China virus death toll nears 1,400, six health workers among victims
The death toll from China's virus epidemic neared 1,400 on Friday with six medical workers among the victims, underscoring the country's struggle to contain a deepening health crisis.
Nearly 64,000 people are now recorded as having fallen ill from the virus in China, with officials revealing that 1,716 health workers had been infected as of Tuesday.
The grim figure comes a week after an outpouring of grief and public anger over the death of a whistleblowing doctor who had been reprimanded and silenced by police after raising the alarm about the virus in December.
The scale of the epidemic swelled this week after authorities in central Hubei province, the epicenter of the contagion, changed their criteria to count the number of cases, adding thousands of new patients to their tally.
The health emergency in China has caused fears of more global contagion, with more than two-dozen countries reporting hundreds of cases among them. Three people have died outside mainland China.
The United States accused China of lacking transparency.
The majority of cases of infections among health workers was in Hubei's capital, Wuhan, where many have lacked proper masks and gear to protect themselves in hospitals dealing with a deluge of patients.
Some 80,000 medical workers were involved in combatting the epidemic in Wuhan, the city government said earlier this month.
After the death of whistleblower Li Wenliang, a 34-year-old ophthalmologist in Wuhan, 10 academics circulated an open letter calling for political reform and freedom of speech in the Communist-ruled country.
Under criticism over the handling of the crisis, China's Communist Party sacked two top-ranking officials in Hubei and replaced them with senior cadres with security backgrounds.
Authorities in Hubei province on Thursday started counting patients who were "clinically diagnosed" via lung imaging, in addition to those who undergo lab tests.
The revision added nearly 15,000 patients to Hubei's count in a single day, with officials explaining that past cases were included. The first cases emerged in December in Wuhan.
On Friday, Hubei's health commission said another 116 people had died and more than 4,800 new cases were reported.

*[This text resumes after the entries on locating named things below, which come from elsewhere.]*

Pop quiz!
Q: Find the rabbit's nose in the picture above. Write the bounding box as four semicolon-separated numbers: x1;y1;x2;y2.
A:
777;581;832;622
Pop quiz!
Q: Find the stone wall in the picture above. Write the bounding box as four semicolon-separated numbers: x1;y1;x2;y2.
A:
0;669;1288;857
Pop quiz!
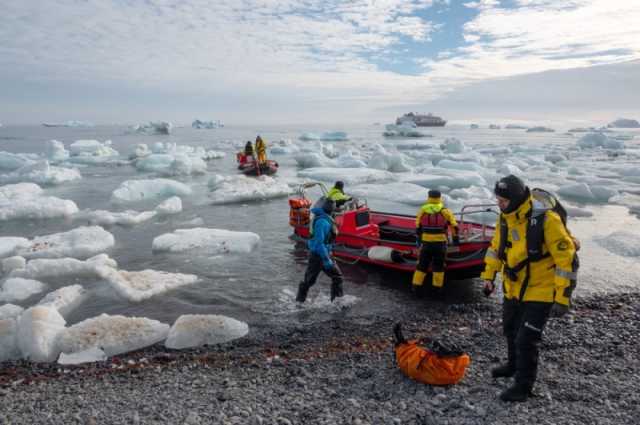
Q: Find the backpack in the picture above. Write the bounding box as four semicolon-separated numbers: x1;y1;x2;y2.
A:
498;188;580;301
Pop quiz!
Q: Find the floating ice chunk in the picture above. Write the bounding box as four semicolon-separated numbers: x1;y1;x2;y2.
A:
38;285;88;317
152;227;260;255
44;140;69;163
0;236;31;258
348;183;429;206
17;226;115;259
336;150;367;168
155;196;182;215
0;160;82;185
191;120;224;130
294;152;335;168
0;152;33;171
0;304;24;319
298;167;395;185
440;137;466;153
0;277;46;302
73;210;157;226
594;231;640;257
0;314;22;362
300;131;349;142
17;306;67;362
369;145;411;173
527;126;555;133
607;118;640;128
98;267;198;302
111;179;191;202
58;347;107;365
382;121;430;137
10;254;118;279
164;314;249;350
58;314;169;357
209;175;291;204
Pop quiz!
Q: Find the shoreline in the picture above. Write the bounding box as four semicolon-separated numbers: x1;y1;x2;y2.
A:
0;291;640;424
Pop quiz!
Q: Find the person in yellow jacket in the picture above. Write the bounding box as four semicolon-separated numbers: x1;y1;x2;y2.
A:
481;175;577;401
256;136;267;164
327;180;351;208
413;190;460;291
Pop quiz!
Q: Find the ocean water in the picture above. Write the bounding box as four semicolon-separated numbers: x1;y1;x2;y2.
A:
0;125;640;328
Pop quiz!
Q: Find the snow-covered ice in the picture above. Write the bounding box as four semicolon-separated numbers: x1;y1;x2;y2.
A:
16;226;115;259
111;179;192;202
164;314;249;349
38;285;88;317
98;267;198;302
58;314;169;357
209;175;291;204
0;277;47;302
152;227;260;255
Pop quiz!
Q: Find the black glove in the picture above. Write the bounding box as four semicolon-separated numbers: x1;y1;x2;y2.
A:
550;303;569;317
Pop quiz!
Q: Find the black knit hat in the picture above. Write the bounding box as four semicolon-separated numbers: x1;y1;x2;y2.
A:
493;174;529;213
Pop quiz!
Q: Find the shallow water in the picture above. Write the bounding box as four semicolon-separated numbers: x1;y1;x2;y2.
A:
0;121;640;327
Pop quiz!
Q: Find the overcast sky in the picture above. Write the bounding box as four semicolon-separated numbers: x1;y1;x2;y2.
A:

Of those cases, more than 3,000 were "clinically diagnosed".
The WHO said the numbers included cases going back weeks.
The sharp one-day increase "does not represent a significant change in the trajectory of the outbreak," said Michael Ryan, head of WHO's health emergency program.

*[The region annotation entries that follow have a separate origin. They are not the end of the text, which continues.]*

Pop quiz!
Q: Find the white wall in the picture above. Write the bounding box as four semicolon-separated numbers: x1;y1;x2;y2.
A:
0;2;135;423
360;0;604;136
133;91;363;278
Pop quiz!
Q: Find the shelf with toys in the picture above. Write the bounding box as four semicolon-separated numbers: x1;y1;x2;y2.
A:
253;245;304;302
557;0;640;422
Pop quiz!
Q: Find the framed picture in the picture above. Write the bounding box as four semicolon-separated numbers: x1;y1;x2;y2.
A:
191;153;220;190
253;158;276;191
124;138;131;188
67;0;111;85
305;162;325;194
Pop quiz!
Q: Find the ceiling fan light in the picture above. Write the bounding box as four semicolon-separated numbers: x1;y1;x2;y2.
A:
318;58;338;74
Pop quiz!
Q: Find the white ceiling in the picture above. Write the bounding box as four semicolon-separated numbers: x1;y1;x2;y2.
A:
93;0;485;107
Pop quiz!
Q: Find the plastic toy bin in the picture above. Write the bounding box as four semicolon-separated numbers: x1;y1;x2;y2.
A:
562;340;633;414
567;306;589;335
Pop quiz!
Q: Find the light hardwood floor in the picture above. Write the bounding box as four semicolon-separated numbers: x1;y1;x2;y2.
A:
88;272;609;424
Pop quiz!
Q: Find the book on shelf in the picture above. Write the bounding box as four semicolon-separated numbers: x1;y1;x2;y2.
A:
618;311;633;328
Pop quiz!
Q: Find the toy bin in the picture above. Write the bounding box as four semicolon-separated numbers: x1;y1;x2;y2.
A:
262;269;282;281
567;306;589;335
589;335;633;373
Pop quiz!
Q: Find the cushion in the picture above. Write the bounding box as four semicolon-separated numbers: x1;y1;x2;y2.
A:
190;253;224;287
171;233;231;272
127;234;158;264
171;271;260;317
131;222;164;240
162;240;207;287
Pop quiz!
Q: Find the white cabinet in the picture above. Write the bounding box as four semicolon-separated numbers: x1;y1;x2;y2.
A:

The move will ensure patients get treated as early as possible, instead of having to wait for laboratory tests, health officials said.
"There have been some backlogs in testing and this is also going to help in ensuring that people get adequate care," Ryan said.
The National Health Commission said the new criteria would only apply to Hubei.
The commission reported five other deaths and 217 new cases elsewhere in China, as the number of new patients outside Hubei fell for a 10th straight day.
It also disclosed a statistical error, saying it removed 108 previous deaths in Hubei that had been double-counted. The nationwide toll still rose to 1,380.
Authorities have placed some 56 million people in Hubei under quarantine since late last month, in an unprecedented effort to stop the new coronavirus from spreading.
Some cities in Hubei tightened restrictions this week, sealing off neighborhoods in what they liken to "war-time" measures.
Authorities have scrambled to deploy protective equipment to Wuhan's hospitals, where doctors and nurses have been overwhelmed by an ever-growing number of patients.
The government has also built two field hospitals within two weeks and converted public buildings into makeshift clinics to relieve Wuhan's hospitals.
While the WHO has praised China's handling of the epidemic -- in contrast to its cover-up of the SARS outbreak in 2002-2003 -- a top White House official on Thursday said Beijing should be more open.
"We are a little disappointed that we haven't been invited in and we're a little disappointed in the lack of transparency coming from the Chinese," Larry Kudlow, the director of the National Economic Council, told reporters.
Kudlow said President Xi Jinping had assured President Donald Trump that Beijing would accept US help, but "they won't let us".
Kudlow's comments contrasted with Trump's apparent confidence in China, with the US leader telling a radio show that Xi is "extremely capable" and that the US was "working with them" and "sending a lot of people".
Chinese foreign ministry spokesman Geng Shuang said Beijing has had an "open and transparent attitude" with the global community since the start of the epidemic.
"The Chinese side has always a positive, open attitude toward cooperation with the US side," Geng told reporters, adding that US and Chinese health departments have maintained close communication and exchanged epidemic information in a "timely manner".
Several countries have banned arrivals from China, while major airlines have halted flights to and from the country.
The US State Department said it was "deeply concerned" about the vulnerability of China's northern neighbor, North Korea, and offered to support aid work in the country.